Со слезами на глазах они нежно обнялись, и Элизабет, не теряя времени, тут же спросила, не было ли каких-то новостей о беглецах.
– Пока еще не было, – ответила Джейн. – Но теперь, когда приехал мой дорогой дядя, я надеюсь, что все будет хорошо.
– А наш отец сейчас в Лондоне?
– Да, он поехал туда во вторник, как я тебе и писала.
– И часто от него приходят какие-то сведения?

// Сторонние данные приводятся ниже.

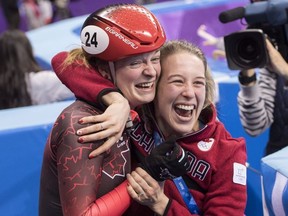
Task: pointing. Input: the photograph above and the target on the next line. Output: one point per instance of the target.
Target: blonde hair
(177, 46)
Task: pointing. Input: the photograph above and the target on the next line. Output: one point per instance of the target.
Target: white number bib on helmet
(94, 39)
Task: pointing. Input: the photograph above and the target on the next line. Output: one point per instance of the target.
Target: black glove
(166, 161)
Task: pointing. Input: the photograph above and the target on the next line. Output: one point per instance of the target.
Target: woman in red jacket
(183, 107)
(121, 43)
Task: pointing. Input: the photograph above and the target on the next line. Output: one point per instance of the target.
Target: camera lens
(248, 49)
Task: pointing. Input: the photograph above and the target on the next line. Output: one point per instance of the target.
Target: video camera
(246, 49)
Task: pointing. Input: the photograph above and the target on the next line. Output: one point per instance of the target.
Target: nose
(188, 91)
(149, 69)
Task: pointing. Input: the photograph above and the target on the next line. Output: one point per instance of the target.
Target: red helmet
(120, 31)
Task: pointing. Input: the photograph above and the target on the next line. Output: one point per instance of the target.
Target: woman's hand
(147, 191)
(109, 125)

– Лишь однажды. Он написал мне несколько строк в среду, сообщил, что добрался туда благополучно, и дал мне некоторые указания – на чем я особенно подчеркивала перед его отъездом. Затем он просто добавил, что больше не будет писать, пока не будет каких-то действительно важных новостей.
– А матушка – как она? Как вы все себя чувствуете?

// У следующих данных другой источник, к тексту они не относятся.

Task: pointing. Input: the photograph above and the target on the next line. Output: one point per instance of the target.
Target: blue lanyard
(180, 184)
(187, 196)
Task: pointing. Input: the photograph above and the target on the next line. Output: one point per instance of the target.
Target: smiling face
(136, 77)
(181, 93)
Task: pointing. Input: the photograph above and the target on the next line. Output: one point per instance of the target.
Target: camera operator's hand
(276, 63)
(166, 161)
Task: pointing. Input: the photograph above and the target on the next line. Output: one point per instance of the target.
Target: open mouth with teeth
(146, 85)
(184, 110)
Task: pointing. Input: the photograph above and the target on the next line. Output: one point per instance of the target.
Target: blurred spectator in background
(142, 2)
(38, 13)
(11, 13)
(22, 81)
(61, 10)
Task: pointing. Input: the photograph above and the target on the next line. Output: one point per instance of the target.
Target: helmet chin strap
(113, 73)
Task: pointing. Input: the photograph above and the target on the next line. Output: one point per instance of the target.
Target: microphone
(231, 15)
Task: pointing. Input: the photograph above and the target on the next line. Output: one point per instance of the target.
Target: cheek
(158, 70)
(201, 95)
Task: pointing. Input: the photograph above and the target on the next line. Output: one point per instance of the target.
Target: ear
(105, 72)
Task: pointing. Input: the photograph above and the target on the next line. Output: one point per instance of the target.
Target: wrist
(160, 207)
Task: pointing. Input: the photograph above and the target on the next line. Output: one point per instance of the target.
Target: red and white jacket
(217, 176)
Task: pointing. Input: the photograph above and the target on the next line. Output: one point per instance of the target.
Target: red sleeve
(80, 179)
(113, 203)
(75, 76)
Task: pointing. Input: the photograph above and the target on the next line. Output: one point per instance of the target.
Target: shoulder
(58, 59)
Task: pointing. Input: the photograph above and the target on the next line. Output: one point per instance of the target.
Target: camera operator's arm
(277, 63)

– Матушка, слава Богу, чувствует себя более-менее хорошо, хотя нервы ее сильно пошатнулись. Сейчас она наверху и будет рада увидеть всех вас. Со своей комнаты она не выходит. Слава Богу, Мэри и Китти чувствуют себя хорошо.

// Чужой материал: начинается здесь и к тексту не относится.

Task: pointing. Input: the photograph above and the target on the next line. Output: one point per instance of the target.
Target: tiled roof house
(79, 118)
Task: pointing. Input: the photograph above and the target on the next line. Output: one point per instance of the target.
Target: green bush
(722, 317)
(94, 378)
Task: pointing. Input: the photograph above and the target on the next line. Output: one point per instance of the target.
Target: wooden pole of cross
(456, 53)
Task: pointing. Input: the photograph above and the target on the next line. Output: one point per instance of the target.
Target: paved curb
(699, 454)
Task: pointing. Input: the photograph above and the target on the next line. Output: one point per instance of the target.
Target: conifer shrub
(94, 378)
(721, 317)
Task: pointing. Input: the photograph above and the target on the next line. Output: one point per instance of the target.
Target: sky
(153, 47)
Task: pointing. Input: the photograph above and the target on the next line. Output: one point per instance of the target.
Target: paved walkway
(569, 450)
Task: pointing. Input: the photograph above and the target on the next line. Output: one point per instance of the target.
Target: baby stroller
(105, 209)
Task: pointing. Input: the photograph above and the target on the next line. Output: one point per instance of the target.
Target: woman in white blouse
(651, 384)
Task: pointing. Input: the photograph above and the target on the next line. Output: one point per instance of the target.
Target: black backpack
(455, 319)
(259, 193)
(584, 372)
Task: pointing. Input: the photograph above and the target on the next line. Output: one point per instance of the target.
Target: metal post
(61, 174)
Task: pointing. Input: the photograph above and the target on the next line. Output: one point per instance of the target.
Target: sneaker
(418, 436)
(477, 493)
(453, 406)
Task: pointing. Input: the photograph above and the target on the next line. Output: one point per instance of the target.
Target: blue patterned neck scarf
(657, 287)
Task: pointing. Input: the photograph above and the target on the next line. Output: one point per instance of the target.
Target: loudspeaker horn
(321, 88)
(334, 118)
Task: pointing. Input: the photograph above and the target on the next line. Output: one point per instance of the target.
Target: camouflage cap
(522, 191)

– А ты – как твое самочувствие? – воскликнула Элизабет. – Ты такая бледная. Сколько тебе пришлось пережить!
Однако Джейн заверила ее, что чувствует себя прекрасно, и тут их разговор, который длился, пока мистер и миссис Гардинер были заняты своими детьми, прервало приближение всей компании. Джейн подбежала к дяде и тете, поприветствовала их и поблагодарила обоих, то улыбаясь, то пуская слезу. Когда они все зашли в гостиную, родственники, конечно же, еще раз задали те же вопросы, которые уже успела задать Элизабет, и вскоре узнали, что ничего нового Джейн сообщить не может. Однако радужные надежды на благополучную развязку, подсказанные ее добрым сердцем, еще не покинули ее, она до сих пор думала, что все будет хорошо, что однажды утром придет письмо от Лидии или от отца, и все выяснится, и даже, возможно, будет объявлена дата бракосочетания.
Миссис Беннет, в чью комнату они все пошли после нескольких минут разговора, приняла их так, как и можно было ожидать: со слезами и унылым роптанием, обличительными речами против подлого негодяя Викхема, жалобами на то, как она, бедная и обманутая, страдает. В своих несчастьях она обвиняла всех, кроме особы, неразумные потакания которой главным образом и привели к неурядицам ее дочери.
– Если бы я могла, – сказала она, – настоять на своем, чтобы мы поехали в Брайтон всей семьей, то этого бы не произошло! А так – некому было позаботиться о Лидии. Почему же Форстеры отпускали ее от себя?! Я просто уверена, что с их стороны был какой-то ужасный недосмотр или еще что-то, потому что она – не та девушка, чтобы такое выкинуть; надо было только за ней присматривать. Я всегда подозревала, что ее нельзя вверять под их опеку, но с моим мнением не стали считаться – как всегда. Мое бедное дитя! А вот теперь мистер Беннет уехал их искать, и я знаю: он будет драться с Викхемом, где бы он его не встретил, а когда погибнет, что же тогда со всеми нами будет? Не успеет его тело остыть в могиле, как Коллинзы выгонят нас, и тогда нам только и останется, брат, что надеяться на твою доброту.